Now a function to convert an UTF8 sequence into a unicode code point (encoded in UTF32).

[[nodiscard]] char32_t NextCodepointFromUtf8Sequence(const unsigned char*& Utf8Sequence)
{
    if (*Utf8Sequence == 0)
    {
        return 0;
    }

    EUtf8SequenceSize NumOfBytes = SizeOfUtf8Sequence(*Utf8Sequence);
    if (NumOfBytes == EUtf8SequenceSize::Invalid)
    {
        return 0; // End processing
    }

    unsigned char FirstByte = *Utf8Sequence;
    if (NumOfBytes == EUtf8SequenceSize::One)
    {
        ++Utf8Sequence; // Point to the start of the next UTF8 sequence
        return FirstByte;
    }

    unsigned char SecondByte = *(++Utf8Sequence);
    if (SecondByte == 0)
    {
        return 0;
    }

    if (NumOfBytes == EUtf8SequenceSize::Two)
    {
        ++Utf8Sequence; // Point to the start of the next UTF8 sequence
        return
            ((FirstByte      & 0b0001'1111) << 6)       |
             (SecondByte     & 0b0011'1111);
    }

    unsigned char ThirdByte = *(++Utf8Sequence);
    if (ThirdByte == 0)
    {
        return 0;
    }

    if (NumOfBytes == EUtf8SequenceSize::Three)
    {
        ++Utf8Sequence; // Point to the start of the next UTF8 sequence
        return
            ((FirstByte      & 0b0000'1111) << 12)      |
            ((SecondByte     & 0b0011'1111) << 6)       |
             (ThirdByte      & 0b0011'1111);
    }

    unsigned char FourthByte = *(++Utf8Sequence);
    if (FourthByte == 0)
    {
        return 0;
    }

    ++Utf8Sequence; // Point to the start of the next UTF8 sequence
    return
        ((FirstByte         & 0b0000'0111) << 18)   |
        ((SecondByte        & 0b0011'1111) << 12)   |
        ((ThirdByte         & 0b0011'1111) << 6)    |
         (FourthByte        & 0b0011'1111);
}

The above functions can be easily used to create utility methods for our Utf8String class, below is a function that calculates how many code points does the UTF8 string has.

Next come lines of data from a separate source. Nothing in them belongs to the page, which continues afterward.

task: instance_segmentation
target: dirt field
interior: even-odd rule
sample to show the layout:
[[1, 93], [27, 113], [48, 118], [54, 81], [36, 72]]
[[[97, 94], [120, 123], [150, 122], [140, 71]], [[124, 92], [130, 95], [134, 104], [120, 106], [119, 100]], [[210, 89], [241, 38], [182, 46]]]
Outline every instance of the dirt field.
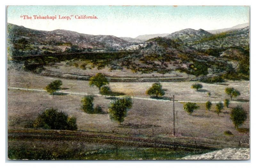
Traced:
[[[35, 75], [22, 70], [12, 69], [8, 74], [8, 87], [44, 89], [49, 83], [56, 78], [47, 77]], [[20, 77], [20, 76], [22, 76]], [[62, 81], [62, 87], [68, 89], [68, 92], [87, 93], [95, 94], [99, 93], [98, 88], [90, 87], [88, 81], [60, 79]], [[230, 98], [224, 92], [227, 87], [234, 87], [241, 93], [241, 96], [234, 98], [241, 101], [248, 101], [250, 97], [250, 83], [248, 81], [230, 81], [219, 84], [201, 83], [203, 87], [196, 91], [191, 88], [191, 86], [195, 82], [161, 82], [164, 89], [167, 89], [165, 96], [172, 96], [175, 95], [177, 100], [193, 101], [223, 101]], [[112, 91], [123, 92], [131, 96], [149, 97], [145, 93], [153, 82], [112, 82], [109, 86]], [[136, 88], [136, 89], [135, 89]], [[207, 96], [210, 92], [211, 97]]]
[[[128, 116], [123, 124], [119, 125], [112, 121], [107, 114], [89, 114], [83, 112], [80, 108], [82, 97], [67, 94], [55, 95], [52, 99], [51, 95], [45, 92], [10, 90], [8, 92], [8, 116], [9, 118], [12, 118], [12, 116], [18, 118], [9, 128], [24, 128], [45, 108], [53, 107], [62, 110], [68, 115], [75, 115], [77, 119], [78, 130], [117, 132], [133, 137], [173, 138], [171, 135], [173, 119], [171, 103], [134, 99]], [[94, 98], [94, 106], [101, 106], [106, 112], [110, 101], [104, 96], [97, 96]], [[231, 103], [230, 107], [234, 107], [237, 104]], [[249, 103], [239, 104], [249, 111]], [[208, 112], [204, 104], [198, 104], [200, 108], [190, 116], [184, 111], [182, 103], [175, 103], [178, 117], [176, 129], [179, 136], [174, 137], [173, 140], [183, 139], [182, 140], [186, 141], [186, 139], [198, 138], [199, 143], [201, 140], [211, 143], [212, 140], [215, 142], [213, 143], [216, 141], [223, 143], [220, 144], [220, 146], [235, 147], [238, 141], [242, 140], [243, 145], [249, 145], [248, 135], [239, 133], [235, 129], [230, 119], [230, 108], [225, 108], [222, 110], [225, 113], [218, 116], [213, 112], [214, 105], [211, 111]], [[248, 116], [242, 127], [249, 128], [249, 118]], [[227, 130], [231, 131], [234, 136], [224, 135], [224, 132]]]

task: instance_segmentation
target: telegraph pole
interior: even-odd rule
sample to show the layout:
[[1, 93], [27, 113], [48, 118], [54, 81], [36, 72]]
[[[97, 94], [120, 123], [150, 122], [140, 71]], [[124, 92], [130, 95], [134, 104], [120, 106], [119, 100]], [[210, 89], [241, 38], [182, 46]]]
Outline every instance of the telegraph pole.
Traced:
[[173, 135], [175, 136], [175, 112], [174, 111], [174, 95], [173, 95], [173, 97], [172, 99], [172, 101], [173, 102]]

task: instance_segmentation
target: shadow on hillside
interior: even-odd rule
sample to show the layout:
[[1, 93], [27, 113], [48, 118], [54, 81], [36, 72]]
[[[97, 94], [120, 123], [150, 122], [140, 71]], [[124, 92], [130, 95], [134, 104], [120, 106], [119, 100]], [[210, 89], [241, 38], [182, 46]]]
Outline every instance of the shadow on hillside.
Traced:
[[109, 100], [117, 100], [118, 99], [117, 97], [105, 97], [105, 99], [108, 99]]
[[64, 96], [65, 95], [67, 95], [67, 94], [68, 94], [68, 93], [60, 92], [55, 92], [55, 93], [53, 93], [53, 95], [57, 96]]
[[209, 92], [209, 91], [206, 89], [199, 89], [199, 90], [197, 90], [197, 92]]
[[156, 128], [161, 126], [156, 125], [151, 125], [145, 124], [136, 124], [133, 123], [125, 123], [121, 124], [119, 127], [127, 128]]
[[155, 99], [159, 100], [171, 100], [171, 98], [166, 96], [161, 96], [157, 97], [155, 96], [151, 96], [150, 97], [151, 99]]
[[240, 102], [249, 102], [250, 101], [249, 100], [247, 100], [247, 99], [242, 99], [234, 100], [237, 101], [240, 101]]
[[108, 94], [108, 96], [121, 96], [125, 94], [122, 92], [111, 92]]

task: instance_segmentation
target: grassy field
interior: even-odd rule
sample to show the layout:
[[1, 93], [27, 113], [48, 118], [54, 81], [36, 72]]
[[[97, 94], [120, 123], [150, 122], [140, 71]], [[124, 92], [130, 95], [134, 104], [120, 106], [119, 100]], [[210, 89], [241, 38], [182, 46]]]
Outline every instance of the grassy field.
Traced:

int32_t Utf8String::CodePointsLen() const
{
    if (Len() == 0)
    {
        return 0;
    }

    int32_t TotalCodePoints = 0;
    const unsigned char* Utf8Str = GetRawData();
    while (NextCodepointFromUtf8Sequence(Utf8Str))
    {
        ++TotalCodePoints;
    }
    return TotalCodePoints;
}

A function that converts from UTF8 to UTF32


std::u32string Utf8String::ToUtf32() const
{
    std::u32string Utf32Output;
    if (Len() == 0)
    {
        return Utf32Output;
    }

    const unsigned char* Utf8Str = GetRawData();
    while (*Utf8Str != 0)
    {
        char32_t UnicodeCodePoint = NextCodepointFromUtf8Sequence(Utf8Str);
        Utf32Output.push_back(UnicodeCodePoint);
    }

    return Utf32Output;
}

A function that converts from UTF8 to UTF16

std::u16string Utf8String::ToUtf16() const
{
    std::u16string Utf16Output;
    if (Len() == 0)
    {
        return Utf16Output;
    }

    const unsigned char* Utf8Str = GetRawData();
    while (*Utf8Str != 0)
    {
        char32_t UnicodeCodePoint = NextCodepointFromUtf8Sequence(Utf8Str);
        if (UnicodeCodePoint < 0x1'0000) // 0b0001'0000'0000'0000'0000
        {
            Utf16Output.push_back(UnicodeCodePoint);
        }
        else
        {
            UnicodeCodePoint -= 0x1'0000;
            char16_t HighSurrogate = 0xd800 + ((UnicodeCodePoint >> 10) & 0x3FF); // 0x3FF == 0b0011'1111'1111
            char16_t LowSurrogate = 0xdc00 + (UnicodeCodePoint & 0x3FF);
            Utf16Output.push_back(HighSurrogate);
            Utf16Output.push_back(LowSurrogate);
        }
    }

    return Utf16Output;
}

See full source code here.

Understanding the `wchar` mess

Size of wchar_t can be different depending on the platform, on Windows it’s 2 bytes (16 bits) and on most Unix systems it’s 4 bytes (32 bits), why?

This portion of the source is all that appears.